Aren't you so fucking perfect.
I hope your attitude is the same when you suddenly lose your job and can't get another that pays nearly as much and you discover that your income does not balance the books and your mortgage is now too large to pay but you cannot move as the housing prices have dropped.
Some people take on massivly large debt on cards for things they dont need, and they are idiots, but some just do what they need to to live and get screwed by circumstance.
( , Mon 14 Feb 2011, 14:58, Reply)

I have savings. I spent the last 10 years paying off student loans, loans i took while being a student, and expenses I ran up while starting my career and moving to london. Now I'm well into the black again...So i can put a deposit on a house.....
..and be more in debt than I've ever been in my life.
Go figure.
( , Mon 14 Feb 2011, 12:17, Reply)

you don't have to buy a house. Just rent one like every other country in the world.
I've got a lovely selection of rooms you might like to rent from me.
It's much better you give your cash to me rather than those horrible lying bankers. I'm just a humble tory voting millionaire landlord, m'huwa wa wa wa wa wa wa
( , Mon 14 Feb 2011, 13:27, Reply)

Its not something that was isolated to New Labour though, this is a process thats been happening for a long while, ask your parents or grandparents about high purchase, the 'never ever' (never ever pay it off) and the boom in consumerism in the 50's.
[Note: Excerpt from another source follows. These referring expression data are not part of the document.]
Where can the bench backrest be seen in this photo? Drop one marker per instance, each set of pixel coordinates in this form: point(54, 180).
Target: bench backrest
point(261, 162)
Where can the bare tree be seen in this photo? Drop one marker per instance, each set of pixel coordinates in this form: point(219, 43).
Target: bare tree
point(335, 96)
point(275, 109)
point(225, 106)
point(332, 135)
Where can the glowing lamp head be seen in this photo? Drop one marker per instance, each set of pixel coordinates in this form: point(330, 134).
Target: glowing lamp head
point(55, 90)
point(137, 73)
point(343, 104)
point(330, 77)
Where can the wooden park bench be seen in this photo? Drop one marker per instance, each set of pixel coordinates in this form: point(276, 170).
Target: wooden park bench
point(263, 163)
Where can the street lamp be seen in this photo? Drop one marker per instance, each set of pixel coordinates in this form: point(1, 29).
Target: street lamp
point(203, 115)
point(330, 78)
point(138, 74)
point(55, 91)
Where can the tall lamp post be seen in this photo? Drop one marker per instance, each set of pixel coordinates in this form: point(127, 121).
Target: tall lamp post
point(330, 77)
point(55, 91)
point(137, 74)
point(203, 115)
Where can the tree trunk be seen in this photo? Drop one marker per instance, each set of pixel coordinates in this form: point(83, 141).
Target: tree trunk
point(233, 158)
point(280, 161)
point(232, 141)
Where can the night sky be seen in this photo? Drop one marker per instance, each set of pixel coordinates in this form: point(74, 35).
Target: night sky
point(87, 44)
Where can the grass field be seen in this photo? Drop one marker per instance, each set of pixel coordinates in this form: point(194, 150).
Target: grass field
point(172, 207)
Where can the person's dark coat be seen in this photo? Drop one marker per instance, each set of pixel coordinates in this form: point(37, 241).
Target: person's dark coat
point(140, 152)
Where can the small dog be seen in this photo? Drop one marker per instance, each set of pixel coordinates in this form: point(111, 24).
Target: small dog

Instead of actually sorting out a fair pay scale (which would benefit everyone across class bounderies to my mind) debt was the way governments could artificialy boost growth etc, its nothing new. I think why its become more acute these days is because wages have begun to stagnate, the job market doesnt allow people to easily find new higher paying jobs. So yeah, Labours been part of the problem (alot of it down to Tory Blair, and Browns fear of moving back to the left) but its not all down to them. Im gonna sound like a complete idiological pinko idiot here probably. But this isn't going to change until theres legislature to encourage lowest wages to be in proportion to the highest wages in any company etc. Raise the wages of the lowest earners whilst 'marginally' reducing the wages of the highest earners (change the tax bands as well) you'll get sustainable growth and everyone will become better off. Obviously complicated to implement, but surely it should be an aim?
( , Mon 14 Feb 2011, 13:02, Reply)

But it was happening all over the place. The US has massive personal debt too. And it certainly wouldn't have been any better with the Tories in charge.
But yes - Labour bear some of the blame.
( , Mon 14 Feb 2011, 13:23, Reply)

The comparing of average daily savings per person vs how many cash machine transactions per day, they are 2 different figures, 530 million is in smaller figures below, divide that by the current estimate for UK population (61.8 million) which I'd assme is how they have done all of their "average person" estimates. This gives a per person average of £12 per person.
372 people declared bankrupt ever day, or to put it another way, 0.0006% of the population, I'd hazzard a guess that its not mush more now than its ever been.
Also, I would like to know whether the averages are mean or median averages? Both will produce very different results, to get a true reading you would need to also work out exactly how many people owe money, even if its just a fiver overdrawn, then work out a true average from there.
I don'y deny that personal debt is a problem but to atribute it to any one individual (be that a political party or a person themselves) is a sweeping generalisation and not adressing any of the underlying issues.
( , Mon 14 Feb 2011, 13:28, Reply)

29,875 owed by each adult? Only until you read further where it says "in a debt management program." I suppose you don't go into a debt management program if you only owe 500.
I also wonder if some of those numbers include mortgages (see Average UK Household debt).